Premier procès dans le scandale des opioïdes aux États-Unis

L'avocat général Brad Beckworth lors de l'ouverture du procès Oklahoma contre Johnson & Johnson. ©REUTERS

L’entreprise pharmaceutique Johnson & Johnson est accusée d’avoir provoqué une épidémie d’opioïdes (des médicaments antidouleurs) ayant causé la mort de 70.000 Américains en 2017.

Le fabricant américain d’opioïdes Johnson & Johnson a dû comparaître ce mardi au tribunal, dans l’État de l’Oklahoma, pour faire face aux 2.000 poursuites similaires déposées par plusieurs gouvernements américains l’accusant d’inciter à la consommation d’opioïdes, et de mener des campagnes mensongères sur leurs effets. Les médicaments opioïdes, qui sont des analgésiques contenant des molécules proches de la morphine, ont causé la mort de 70.000 Américains par overdose en 2017, 10% de plus qu’en 2016. Ces antidouleurs sont surprescrits par le milieu médical dans l’ensemble des États-Unis, ce qui a entraîné une dépendance croissante des consommateurs les poussant vers des drogues dures comme le Fentanyl et l’héroïne.

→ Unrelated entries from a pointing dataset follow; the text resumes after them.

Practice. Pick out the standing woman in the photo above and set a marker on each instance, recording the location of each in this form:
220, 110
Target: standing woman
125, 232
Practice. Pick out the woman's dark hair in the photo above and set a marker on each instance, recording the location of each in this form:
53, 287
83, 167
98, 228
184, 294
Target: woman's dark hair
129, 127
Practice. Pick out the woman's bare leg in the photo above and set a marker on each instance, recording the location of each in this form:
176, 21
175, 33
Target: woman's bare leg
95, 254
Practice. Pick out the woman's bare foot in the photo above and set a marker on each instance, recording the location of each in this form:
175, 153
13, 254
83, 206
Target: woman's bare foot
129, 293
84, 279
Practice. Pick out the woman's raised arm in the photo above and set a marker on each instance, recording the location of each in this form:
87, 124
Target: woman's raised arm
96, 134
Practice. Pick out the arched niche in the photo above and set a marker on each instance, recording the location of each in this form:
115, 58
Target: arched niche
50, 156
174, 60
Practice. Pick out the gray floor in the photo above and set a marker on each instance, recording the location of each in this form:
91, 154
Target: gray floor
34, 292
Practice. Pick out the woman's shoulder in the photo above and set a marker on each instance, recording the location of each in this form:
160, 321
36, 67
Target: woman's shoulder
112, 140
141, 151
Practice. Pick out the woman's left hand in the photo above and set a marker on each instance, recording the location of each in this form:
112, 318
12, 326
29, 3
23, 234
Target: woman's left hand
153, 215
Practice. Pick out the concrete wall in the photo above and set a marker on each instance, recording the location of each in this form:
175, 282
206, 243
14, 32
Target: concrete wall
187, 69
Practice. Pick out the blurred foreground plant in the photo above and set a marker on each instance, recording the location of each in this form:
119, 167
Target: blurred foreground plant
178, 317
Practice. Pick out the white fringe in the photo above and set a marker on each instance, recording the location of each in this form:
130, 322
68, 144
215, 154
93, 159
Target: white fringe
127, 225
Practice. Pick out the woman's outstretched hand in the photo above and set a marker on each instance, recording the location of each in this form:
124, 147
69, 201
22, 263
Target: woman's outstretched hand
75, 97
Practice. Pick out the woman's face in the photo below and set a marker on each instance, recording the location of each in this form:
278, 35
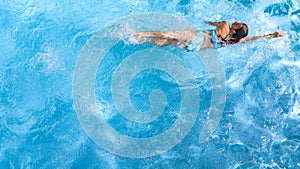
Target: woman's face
235, 26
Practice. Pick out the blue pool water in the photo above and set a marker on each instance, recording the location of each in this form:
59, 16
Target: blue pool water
40, 43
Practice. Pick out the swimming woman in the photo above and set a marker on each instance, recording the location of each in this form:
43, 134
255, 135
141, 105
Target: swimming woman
195, 40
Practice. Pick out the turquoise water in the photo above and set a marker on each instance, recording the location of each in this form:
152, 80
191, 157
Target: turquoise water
40, 44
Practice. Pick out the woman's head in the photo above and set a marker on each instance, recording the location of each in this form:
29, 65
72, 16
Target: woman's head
237, 31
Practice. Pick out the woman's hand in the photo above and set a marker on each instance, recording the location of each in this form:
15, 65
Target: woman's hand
278, 34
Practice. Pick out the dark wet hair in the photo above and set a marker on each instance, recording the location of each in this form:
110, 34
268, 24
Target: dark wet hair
239, 34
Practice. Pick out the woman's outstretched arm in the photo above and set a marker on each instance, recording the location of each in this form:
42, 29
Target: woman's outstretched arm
276, 34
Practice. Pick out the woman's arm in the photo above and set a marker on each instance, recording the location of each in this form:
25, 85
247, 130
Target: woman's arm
276, 34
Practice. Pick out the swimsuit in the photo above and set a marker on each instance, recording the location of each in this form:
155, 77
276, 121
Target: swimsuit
196, 43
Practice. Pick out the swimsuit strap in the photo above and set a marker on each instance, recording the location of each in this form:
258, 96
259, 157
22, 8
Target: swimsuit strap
218, 41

L’Oklahoma est le premier État américain à intenter un procès contre un fabricant d’opioïdes. Mike Hunter, procureur général de l’Oklahoma, a annoncé que les entreprises J&J, Purdue Pharma L.P. et Teva Pharmaceutical Industries avaient réalisé des campagnes trompeuses en minimisant les risques de dépendance aux opioïdes et en exagérant leurs avantages. J&J, qui a commercialisé les antidouleur Duragesic et Nucynta, est le "pilier derrière cette urgence de la santé publique", affirme Mike Hunter. 

Nous pensons que nous avons des preuves convaincantes concernant leur responsabilité légale sur ces milliers de décès, et centaines de milliers de dépendances dans l’État
Mike Hunter
procureur général de l’Oklahoma

Un procès de plusieurs milliards de dollars

J&J n’est pas d’accord avec les accusations de l’État et affirme qu’il n’est pas possible de prouver son implication directe dans cette épidémie d’opioïdes, compte tenu du rôle joué par les médecins, patients, pharmaciens ou encore les trafiquants de drogues. "Nous avons agi de manière responsable en fournissant des analgésiques approuvés par la FDA [Food and Drug Administration], et nous sommes prêts pour un procès", a déclaré J&J ce dimanche. Ce procès pourrait d’ailleurs coûter à la compagnie plusieurs milliards de dollars.

L’État estime que les actions de l’entreprise ont créé une surabondance d’analgésiques et une nuisance publique qui coûtera entre 12,7 et 17,5 milliards de dollars pour lutter contre cette crise. Le groupe pharmaceutique israélien Teva a accepté ce dimanche un accord à l’amiable avec l’État en lui versant 85 millions de dollars. Purdue Pharma, fabriquant du puissant antidouleur Oxycontin ayant fait des dizaines de milliers de victimes chaque année, a fait de même en mars dernier avec le versement de 270 millions de dollars.

Au Canada, la province de l’Ontario a également annoncé ce lundi son intention de poursuivre en justice les fabricants d’opioïdes pour couvrir les frais des soins de santé nécessaires pour faire face à la crise de santé publique.

Plus de 10.000 personnes sont décédées d’overdose au Canada depuis 2016.